Last night at 8:29pm ET, a SpaceX Falcon 9 rocket leapt off the launch pad at Cape Canaveral, Florida in a mission to put 11 communications satellites in orbit for Orbcomm. It was SpaceX’s first mission since June, when a cargo mission to the International Space Station went south after a strut in the second stage of the rocket failed.

Last night, the rocket performed its primary mission in putting the satellites into orbit flawlessly, marking the company’s return to flight and the resumption of its space launch services for NASA and others.

But what happened next was unprecedented.

After it’s primary mission was done, the first stage of the rocket turned around, relit three of its 9 Merlin engines, and descended back to the Cape on a point of flame. There, about ten minutes after launch, it touched down on a specially prepared landing pad, and then awaited its handlers quietly puffing steam in the darkness.

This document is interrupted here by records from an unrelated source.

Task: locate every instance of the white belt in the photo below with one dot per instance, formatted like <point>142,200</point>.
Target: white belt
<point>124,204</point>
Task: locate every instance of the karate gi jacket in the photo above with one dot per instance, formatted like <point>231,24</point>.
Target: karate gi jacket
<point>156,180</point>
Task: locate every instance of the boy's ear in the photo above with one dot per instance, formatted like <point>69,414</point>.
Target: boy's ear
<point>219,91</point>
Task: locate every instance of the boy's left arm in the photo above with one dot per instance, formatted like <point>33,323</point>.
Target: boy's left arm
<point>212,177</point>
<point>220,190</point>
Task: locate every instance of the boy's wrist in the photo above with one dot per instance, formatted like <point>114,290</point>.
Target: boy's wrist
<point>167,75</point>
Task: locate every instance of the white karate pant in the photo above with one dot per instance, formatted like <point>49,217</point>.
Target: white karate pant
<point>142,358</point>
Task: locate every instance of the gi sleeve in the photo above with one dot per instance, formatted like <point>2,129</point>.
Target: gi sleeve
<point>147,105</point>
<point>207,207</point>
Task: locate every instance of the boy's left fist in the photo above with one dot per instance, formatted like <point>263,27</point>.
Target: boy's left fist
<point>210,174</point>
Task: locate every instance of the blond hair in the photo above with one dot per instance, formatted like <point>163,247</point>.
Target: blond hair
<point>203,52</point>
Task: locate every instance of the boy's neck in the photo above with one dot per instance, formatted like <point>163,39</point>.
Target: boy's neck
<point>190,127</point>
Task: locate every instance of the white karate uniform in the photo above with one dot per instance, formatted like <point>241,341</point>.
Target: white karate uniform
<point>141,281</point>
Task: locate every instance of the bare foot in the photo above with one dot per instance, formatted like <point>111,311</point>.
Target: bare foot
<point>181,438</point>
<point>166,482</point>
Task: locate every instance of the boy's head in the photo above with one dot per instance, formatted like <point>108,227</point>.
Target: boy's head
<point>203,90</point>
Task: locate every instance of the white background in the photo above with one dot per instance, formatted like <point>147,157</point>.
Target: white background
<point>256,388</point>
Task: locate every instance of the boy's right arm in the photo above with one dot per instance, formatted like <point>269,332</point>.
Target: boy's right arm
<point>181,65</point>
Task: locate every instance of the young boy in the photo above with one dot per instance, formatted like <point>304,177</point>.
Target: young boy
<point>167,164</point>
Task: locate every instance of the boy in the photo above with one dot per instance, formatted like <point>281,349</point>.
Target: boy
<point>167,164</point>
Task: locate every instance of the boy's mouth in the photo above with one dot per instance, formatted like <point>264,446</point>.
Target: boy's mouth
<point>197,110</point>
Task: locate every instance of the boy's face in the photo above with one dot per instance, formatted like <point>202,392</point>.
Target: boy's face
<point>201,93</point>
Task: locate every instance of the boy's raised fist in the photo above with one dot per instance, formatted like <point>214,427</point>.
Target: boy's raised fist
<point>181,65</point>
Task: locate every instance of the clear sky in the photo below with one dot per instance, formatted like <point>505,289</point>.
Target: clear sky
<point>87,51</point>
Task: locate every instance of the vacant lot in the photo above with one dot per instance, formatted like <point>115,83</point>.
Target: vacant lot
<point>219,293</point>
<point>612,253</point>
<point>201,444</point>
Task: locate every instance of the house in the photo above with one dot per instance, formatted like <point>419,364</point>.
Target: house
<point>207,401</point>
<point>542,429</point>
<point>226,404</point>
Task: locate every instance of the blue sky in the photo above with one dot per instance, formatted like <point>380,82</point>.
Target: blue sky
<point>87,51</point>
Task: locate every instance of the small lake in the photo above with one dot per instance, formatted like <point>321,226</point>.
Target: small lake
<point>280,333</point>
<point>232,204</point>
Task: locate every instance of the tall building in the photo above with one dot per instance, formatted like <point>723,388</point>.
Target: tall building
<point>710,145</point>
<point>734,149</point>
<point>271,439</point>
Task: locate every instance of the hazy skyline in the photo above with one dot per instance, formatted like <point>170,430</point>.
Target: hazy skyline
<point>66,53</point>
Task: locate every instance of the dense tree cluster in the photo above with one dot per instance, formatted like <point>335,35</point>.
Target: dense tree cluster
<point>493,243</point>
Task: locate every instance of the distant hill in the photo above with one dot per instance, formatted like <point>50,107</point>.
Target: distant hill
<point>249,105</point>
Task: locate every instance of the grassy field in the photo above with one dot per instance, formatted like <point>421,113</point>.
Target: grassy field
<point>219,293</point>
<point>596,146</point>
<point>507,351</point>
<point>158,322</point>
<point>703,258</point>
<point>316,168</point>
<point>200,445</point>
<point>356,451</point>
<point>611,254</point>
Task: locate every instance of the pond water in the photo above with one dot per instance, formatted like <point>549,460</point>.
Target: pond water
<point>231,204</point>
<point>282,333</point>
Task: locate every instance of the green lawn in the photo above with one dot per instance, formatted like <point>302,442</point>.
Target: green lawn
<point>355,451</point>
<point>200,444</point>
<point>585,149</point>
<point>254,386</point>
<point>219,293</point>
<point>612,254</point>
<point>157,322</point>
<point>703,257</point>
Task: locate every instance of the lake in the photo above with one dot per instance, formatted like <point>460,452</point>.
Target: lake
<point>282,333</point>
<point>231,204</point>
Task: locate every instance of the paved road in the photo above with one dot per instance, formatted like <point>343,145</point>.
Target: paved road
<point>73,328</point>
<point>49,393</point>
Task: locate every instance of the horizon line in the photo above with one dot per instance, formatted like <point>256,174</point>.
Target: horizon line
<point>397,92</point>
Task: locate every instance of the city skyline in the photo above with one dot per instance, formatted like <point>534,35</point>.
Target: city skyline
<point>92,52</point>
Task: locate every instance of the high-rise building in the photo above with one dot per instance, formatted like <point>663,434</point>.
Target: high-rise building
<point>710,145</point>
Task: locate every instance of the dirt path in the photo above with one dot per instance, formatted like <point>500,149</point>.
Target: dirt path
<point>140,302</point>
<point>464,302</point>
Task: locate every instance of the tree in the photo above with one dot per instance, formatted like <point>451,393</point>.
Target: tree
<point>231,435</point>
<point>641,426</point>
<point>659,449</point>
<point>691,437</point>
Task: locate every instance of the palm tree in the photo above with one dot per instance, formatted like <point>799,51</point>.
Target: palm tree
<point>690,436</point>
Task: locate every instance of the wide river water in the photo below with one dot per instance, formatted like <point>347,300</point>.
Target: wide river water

Already the most cost-effective means of getting things into orbit, SpaceX has now set a new standard for space launch technology. It’s the standard to which all of its competitors will have to conform if they are to remain in business. That’s because throw-away rockets can never be as affordable as reusable ones—no more than single-use cars or airplanes could compete in the marketplace.

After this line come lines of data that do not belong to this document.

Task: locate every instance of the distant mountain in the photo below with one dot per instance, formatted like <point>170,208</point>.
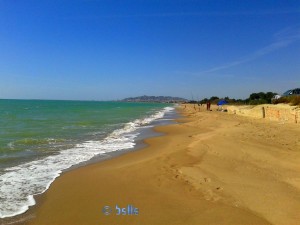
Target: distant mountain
<point>161,99</point>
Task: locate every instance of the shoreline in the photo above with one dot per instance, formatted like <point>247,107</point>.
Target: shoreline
<point>212,168</point>
<point>144,133</point>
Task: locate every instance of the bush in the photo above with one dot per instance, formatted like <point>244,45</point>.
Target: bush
<point>292,100</point>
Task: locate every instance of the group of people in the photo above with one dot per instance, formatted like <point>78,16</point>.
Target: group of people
<point>207,106</point>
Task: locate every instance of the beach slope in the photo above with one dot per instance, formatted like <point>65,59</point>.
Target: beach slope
<point>210,168</point>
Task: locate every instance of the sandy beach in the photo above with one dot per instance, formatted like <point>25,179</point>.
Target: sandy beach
<point>209,168</point>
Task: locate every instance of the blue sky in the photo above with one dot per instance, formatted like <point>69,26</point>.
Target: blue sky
<point>112,49</point>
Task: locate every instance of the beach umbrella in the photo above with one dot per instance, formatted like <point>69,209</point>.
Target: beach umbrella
<point>222,102</point>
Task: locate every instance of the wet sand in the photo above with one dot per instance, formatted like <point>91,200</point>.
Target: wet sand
<point>211,168</point>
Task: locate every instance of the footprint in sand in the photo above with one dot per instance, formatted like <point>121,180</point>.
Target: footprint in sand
<point>207,180</point>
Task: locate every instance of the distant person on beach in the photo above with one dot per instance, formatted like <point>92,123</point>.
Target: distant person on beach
<point>208,105</point>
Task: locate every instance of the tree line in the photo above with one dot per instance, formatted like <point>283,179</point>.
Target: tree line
<point>253,99</point>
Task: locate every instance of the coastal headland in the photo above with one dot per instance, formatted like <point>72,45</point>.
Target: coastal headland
<point>209,168</point>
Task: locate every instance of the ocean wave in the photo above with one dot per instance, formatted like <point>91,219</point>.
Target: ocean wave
<point>20,183</point>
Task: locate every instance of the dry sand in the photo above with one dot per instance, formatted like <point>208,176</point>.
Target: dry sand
<point>210,168</point>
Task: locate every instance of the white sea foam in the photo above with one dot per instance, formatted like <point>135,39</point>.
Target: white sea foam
<point>19,184</point>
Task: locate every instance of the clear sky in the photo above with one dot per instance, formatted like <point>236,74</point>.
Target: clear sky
<point>112,49</point>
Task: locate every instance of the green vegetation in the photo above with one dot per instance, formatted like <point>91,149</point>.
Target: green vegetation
<point>253,99</point>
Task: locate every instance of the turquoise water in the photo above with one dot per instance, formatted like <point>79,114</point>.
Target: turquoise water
<point>40,139</point>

Yesterday’s flight differed from last month’s vertical takeoff/vertical landing by Blue Origin’s New Shepard rocket in two important ways. First, SpaceX’s rocket is an orbital ship that travels much higher and much faster than Blue’s rocket. Second, the Falcon 9 is an operational vehicle serving customers for well-established markets. The New Shepard is an experimental ship going after a market, suborbital tourism, that is not yet established. To be sure, Blue plans to scale up to orbital flight, but SpaceX got there first.

We have now entered a new era in spaceflight, one that will be forever defined as “before” and “after” yesterday’s flight by SpaceX. The iPhone of rockets has launched. As an engineer pronounced on the flight loop after touchdown, in a homage to Neil Armstrong’s words after setting his lunar module down on the surface of the moon, “The Falcon has landed.”